This project creates a dada2 pipeline with batch processing capabilities.
The batched processing design is particularly helpful when working with a large amount of data, either in number of samples or disk storage space, when data might exceed the available resources on the machine performing the processing.
There were two main goals and motivations for this project:
- Reduce and provide a means to mitigate the amount of required machine resources to compute large datasets.
- Save data as its processed throughout the pipeline as a safety fallback in the event of an unexpected failure during processing.
In order to keep the memory footprint to a minimum, or at least mitigate it as best as possible to work within the means of the available resources, two measures were put in place:
- Batching the number of samples that are processed at a given time.
- Data that is no longer needed is removed from the R environment.

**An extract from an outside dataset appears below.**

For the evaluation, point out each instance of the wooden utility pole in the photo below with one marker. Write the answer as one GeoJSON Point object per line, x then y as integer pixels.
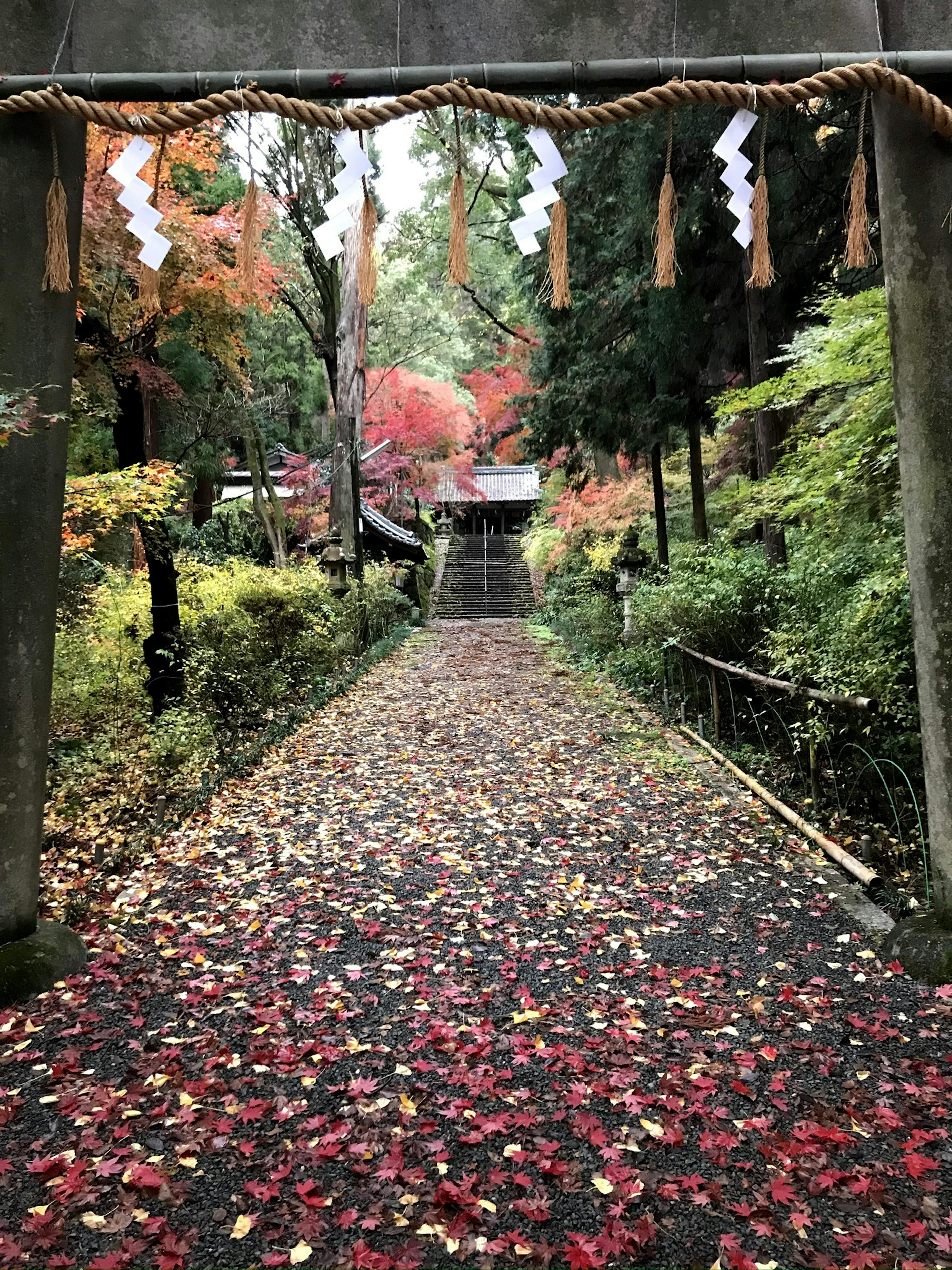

Some steps in the pipeline can take a long time to perform. In an effort to reduce the amount of redundant work that would need to be re-performed (and save your sanity) in the event of a devastating R session crash, two measures were put in place:
- Each step of the pipeline saves the results to disk as a safety measure to fall back on.
- Use the saved data when re-running the script to fill in the blanks for data that would otherwise need to be re-processed.
Should the processing machine power off, the script encouter an error, or the R session crash, running the script again will not need to reprocess anything that has already been processed and saved previously, and it will pick back up approximately where it left off.